Pulse electrochemical pathways regulation via dynamic interfacial control for selective lithium extraction from low-quality brines

The surging demand for lithium requires innovative technologies to sustainably extract lithium from low-quality brines, which are abundant but highly challenging due to low lithium content and high concentrations of competing ions. Inspired by biological ion transport rhythms, we present a bio-mimetic pulsed electrochemical strategy that enables dynamic interfacial regulation for selective and energy-efficient lithium extraction.

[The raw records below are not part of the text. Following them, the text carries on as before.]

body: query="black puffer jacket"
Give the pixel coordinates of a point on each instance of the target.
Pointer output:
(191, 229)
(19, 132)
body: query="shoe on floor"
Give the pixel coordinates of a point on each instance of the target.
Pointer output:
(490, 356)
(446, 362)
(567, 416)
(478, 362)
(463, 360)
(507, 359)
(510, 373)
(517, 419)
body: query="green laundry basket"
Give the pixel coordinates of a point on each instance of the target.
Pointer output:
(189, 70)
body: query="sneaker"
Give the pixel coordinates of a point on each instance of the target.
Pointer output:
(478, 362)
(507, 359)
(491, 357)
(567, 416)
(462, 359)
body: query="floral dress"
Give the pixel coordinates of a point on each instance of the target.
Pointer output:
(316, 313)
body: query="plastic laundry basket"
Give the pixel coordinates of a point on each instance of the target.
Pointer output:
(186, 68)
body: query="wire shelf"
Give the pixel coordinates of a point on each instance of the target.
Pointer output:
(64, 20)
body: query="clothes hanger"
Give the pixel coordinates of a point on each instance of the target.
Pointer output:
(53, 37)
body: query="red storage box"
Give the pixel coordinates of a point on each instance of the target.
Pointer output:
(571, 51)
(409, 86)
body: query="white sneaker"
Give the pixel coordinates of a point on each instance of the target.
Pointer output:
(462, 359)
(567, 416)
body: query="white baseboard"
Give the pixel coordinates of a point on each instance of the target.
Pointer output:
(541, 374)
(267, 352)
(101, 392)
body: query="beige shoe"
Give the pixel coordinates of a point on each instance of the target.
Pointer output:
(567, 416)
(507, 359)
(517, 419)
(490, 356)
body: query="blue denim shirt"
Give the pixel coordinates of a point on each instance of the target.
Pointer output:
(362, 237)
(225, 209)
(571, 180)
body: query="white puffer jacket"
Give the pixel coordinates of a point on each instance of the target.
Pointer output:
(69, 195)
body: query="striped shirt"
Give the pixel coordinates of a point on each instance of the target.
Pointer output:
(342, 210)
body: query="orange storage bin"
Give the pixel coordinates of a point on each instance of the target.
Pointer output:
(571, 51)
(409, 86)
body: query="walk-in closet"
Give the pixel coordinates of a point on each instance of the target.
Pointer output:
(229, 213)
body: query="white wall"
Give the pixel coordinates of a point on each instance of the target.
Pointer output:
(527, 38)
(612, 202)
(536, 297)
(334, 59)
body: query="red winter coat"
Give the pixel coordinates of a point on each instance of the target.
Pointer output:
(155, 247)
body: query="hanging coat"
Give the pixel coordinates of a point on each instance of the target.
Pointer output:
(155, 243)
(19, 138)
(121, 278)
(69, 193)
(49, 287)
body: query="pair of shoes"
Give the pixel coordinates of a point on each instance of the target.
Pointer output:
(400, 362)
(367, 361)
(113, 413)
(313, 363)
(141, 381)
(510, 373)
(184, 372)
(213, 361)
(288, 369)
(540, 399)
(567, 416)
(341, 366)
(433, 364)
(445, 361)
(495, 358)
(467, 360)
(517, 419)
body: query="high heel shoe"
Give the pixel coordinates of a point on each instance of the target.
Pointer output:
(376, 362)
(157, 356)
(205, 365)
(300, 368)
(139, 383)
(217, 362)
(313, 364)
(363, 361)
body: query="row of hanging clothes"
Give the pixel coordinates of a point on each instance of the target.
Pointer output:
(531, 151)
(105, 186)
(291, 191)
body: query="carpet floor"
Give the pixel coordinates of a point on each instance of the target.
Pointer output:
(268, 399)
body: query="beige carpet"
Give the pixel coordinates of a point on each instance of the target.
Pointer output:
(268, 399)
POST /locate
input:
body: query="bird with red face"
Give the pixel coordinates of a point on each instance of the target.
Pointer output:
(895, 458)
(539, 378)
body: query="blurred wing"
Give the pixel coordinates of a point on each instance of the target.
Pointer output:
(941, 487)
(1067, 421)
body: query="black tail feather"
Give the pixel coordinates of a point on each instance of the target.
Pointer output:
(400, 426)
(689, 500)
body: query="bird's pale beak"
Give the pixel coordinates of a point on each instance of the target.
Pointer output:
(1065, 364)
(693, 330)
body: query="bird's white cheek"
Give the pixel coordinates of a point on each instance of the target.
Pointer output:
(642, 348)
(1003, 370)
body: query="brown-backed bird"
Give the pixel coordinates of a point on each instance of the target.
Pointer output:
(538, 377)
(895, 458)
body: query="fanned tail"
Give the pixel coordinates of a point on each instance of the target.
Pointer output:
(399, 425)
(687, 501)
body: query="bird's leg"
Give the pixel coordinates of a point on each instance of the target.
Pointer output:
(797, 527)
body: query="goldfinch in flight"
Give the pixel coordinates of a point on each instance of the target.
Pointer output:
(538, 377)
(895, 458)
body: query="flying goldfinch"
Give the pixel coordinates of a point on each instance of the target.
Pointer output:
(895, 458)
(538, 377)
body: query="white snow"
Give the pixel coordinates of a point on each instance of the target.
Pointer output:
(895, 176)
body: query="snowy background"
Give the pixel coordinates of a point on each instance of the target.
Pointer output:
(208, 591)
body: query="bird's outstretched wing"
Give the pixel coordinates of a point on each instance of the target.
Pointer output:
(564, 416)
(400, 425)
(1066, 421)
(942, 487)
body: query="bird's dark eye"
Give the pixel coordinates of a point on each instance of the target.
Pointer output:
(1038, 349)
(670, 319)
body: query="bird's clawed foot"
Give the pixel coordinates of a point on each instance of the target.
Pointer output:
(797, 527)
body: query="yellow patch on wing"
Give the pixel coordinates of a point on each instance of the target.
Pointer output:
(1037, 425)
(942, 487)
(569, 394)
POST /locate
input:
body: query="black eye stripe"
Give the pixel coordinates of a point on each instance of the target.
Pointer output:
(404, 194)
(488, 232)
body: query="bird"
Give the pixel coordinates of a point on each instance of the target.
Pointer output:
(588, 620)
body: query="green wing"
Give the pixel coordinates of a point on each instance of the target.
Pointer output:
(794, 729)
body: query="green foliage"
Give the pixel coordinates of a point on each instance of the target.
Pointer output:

By alternating between activation and relaxation phases, the pulsed system modulates local ion distributions, enhances lithium ion diffusion, and suppresses co-intercalation of Mg 2+ and Na + . Combined experimental investigations and COMSOL Multiphysics simulations reveal that pulse-driven interfacial dynamics alleviate concentration polarization and maintain high lithium selectivity, even in brines with extreme Mg/Li ratios (>120). Under optimized pulse voltage and duty cycle conditions, the system achieved a lithium–magnesium separation factor (α_Li/Mg) exceeding 9500, with a 91.6% reduction in energy consumption compared to conventional constant-voltage modes. Furthermore, we establish that the performance of pulsed electrochemical extraction is governed by a concentration–polarization–kinetics feedback mechanism, driven by the synergistic interplay of pulse voltage, current density, and duty cycle. This work establishes a membrane-free, tunable, and energy-adaptive lithium extraction system applicable to diverse saline resources.